Modding OCTOPATH TRAVELER

So if you're my Patron, it's probably no surprise to you that I love dabbling into modding games and seeing how they work. Recently I finished playing through Octopath Traveler, and had a strong desire afterwards to see if the game could be modded. Particularly, I thought it would be super cool if I could somehow mod a custom boss battle into the game! This seemed like a long shot though, due to a few very big obstacles:



Nonetheless, in the end, I gave it a try and succeeded, so I wanted to share an overview of the journey I took. I think it's pretty interesting to explore the process of how you might figure something like this out only with some research, reverse-engineering, and intuition.


Start of the Journey

So step one was to see what I was working with – looking into the game's directory and seeing what files were in there. If you're lucky, some games might just have all the files sitting there in plain day... raw image files, text files, etc, that you can just freely edit to your heart's content. That is rare, and is definitely not the case here. There wasn't much... the only files of interest was the EXE file for the game, and a single 3 GB large compressed file presumably containing all of the game's resources, assets, and data. The file extension of this compressed file was *.pak.

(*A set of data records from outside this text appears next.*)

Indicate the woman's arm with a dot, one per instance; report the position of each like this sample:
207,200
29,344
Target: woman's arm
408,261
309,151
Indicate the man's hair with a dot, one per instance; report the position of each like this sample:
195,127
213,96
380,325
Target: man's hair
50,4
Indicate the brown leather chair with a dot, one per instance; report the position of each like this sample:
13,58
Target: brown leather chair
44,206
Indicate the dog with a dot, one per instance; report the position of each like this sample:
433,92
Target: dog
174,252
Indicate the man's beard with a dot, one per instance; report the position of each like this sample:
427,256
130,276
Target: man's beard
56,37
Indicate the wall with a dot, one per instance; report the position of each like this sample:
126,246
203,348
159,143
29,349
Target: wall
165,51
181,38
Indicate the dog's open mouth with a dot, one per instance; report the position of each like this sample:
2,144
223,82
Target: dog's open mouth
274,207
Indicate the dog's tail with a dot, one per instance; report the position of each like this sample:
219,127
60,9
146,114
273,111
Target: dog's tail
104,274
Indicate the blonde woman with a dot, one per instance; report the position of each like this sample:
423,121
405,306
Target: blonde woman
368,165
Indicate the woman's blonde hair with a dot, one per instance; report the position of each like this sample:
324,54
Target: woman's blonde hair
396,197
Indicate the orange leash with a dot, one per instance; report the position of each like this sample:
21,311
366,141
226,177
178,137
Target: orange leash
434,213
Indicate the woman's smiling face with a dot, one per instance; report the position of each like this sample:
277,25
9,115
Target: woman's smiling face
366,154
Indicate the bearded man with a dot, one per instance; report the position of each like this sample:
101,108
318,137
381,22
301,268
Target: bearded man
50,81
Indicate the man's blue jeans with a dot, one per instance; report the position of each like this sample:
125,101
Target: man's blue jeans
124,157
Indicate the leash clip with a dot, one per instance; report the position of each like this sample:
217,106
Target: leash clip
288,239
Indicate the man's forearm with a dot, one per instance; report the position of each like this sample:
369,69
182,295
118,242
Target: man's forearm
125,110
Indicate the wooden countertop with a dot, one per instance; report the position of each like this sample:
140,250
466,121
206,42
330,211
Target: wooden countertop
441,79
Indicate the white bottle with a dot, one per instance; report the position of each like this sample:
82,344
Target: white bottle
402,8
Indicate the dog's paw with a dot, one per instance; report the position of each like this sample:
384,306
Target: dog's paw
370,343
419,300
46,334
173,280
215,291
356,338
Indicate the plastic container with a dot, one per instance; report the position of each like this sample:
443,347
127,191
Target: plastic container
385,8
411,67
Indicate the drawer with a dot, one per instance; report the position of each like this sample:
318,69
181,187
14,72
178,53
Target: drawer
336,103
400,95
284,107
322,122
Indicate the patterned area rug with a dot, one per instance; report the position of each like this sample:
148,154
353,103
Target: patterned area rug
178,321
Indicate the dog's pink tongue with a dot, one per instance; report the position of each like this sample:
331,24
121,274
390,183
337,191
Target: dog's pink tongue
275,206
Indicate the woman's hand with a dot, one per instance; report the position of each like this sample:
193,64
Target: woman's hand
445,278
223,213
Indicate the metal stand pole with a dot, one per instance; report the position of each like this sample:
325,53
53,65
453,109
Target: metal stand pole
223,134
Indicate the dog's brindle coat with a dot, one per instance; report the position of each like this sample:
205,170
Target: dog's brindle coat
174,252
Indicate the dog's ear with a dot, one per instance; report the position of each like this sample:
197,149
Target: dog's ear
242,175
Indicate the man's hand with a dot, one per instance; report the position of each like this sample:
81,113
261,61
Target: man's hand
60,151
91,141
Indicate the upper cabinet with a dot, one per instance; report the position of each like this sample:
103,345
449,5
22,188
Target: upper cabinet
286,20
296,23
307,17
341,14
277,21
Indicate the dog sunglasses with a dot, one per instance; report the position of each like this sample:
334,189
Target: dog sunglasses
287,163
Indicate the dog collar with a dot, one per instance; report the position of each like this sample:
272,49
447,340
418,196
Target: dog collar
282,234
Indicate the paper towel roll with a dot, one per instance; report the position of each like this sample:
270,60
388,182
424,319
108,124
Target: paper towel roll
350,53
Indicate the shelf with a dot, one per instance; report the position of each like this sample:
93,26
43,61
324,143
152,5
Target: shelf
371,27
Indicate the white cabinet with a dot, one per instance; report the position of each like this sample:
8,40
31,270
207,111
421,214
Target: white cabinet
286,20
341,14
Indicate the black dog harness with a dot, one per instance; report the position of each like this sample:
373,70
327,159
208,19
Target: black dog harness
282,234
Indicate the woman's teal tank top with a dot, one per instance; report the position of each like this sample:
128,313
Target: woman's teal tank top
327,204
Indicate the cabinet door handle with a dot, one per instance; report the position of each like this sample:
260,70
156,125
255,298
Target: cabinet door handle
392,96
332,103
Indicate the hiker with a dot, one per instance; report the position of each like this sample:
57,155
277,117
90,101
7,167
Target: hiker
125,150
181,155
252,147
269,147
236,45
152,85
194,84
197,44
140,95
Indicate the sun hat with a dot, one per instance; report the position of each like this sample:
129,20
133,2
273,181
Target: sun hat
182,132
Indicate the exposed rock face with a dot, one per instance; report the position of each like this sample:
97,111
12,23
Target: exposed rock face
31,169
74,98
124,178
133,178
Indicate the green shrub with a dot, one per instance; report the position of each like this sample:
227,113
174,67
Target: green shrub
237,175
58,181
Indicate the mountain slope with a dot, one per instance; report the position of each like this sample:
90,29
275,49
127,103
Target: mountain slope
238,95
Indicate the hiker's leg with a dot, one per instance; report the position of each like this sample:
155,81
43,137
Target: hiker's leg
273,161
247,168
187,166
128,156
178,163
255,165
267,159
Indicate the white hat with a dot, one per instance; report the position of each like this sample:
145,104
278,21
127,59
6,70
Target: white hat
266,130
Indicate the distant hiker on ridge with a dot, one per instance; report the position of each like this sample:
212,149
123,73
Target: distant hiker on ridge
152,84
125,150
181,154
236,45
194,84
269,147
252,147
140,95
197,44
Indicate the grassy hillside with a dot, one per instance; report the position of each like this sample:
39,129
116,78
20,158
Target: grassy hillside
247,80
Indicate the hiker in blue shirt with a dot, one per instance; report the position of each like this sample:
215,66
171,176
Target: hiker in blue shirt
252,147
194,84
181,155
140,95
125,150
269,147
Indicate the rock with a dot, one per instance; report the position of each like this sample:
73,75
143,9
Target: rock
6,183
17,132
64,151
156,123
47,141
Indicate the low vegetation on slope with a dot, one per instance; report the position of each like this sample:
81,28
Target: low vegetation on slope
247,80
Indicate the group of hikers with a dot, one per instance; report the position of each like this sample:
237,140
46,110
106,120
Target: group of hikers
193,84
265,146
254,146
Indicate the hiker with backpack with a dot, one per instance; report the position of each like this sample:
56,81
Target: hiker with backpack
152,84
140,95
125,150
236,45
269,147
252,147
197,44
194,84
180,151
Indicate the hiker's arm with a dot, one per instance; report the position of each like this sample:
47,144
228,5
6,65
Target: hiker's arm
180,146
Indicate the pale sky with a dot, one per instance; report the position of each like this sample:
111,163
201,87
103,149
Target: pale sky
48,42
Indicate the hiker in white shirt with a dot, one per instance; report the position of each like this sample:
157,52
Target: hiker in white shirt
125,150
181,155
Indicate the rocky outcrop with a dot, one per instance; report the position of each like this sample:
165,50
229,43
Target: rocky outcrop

So off to Google to find out if there's any known way to get the data out of a pak file. After a quick search, it appears Unreal Engine comes with a command line utility called UnrealPak, which is responsible for creating the pak files... but also has the ability to reverse the process and extract the files back out of a pak. That is, as long as a key (aka: password) was not provided when the pak was created, otherwise you need to know what the key was to unpack it. Luckily, supposedly encrypting your pak with a key increases loading times, so many developers omit the key to increase responsiveness of their game -- Octopath Traveler's was not keyed.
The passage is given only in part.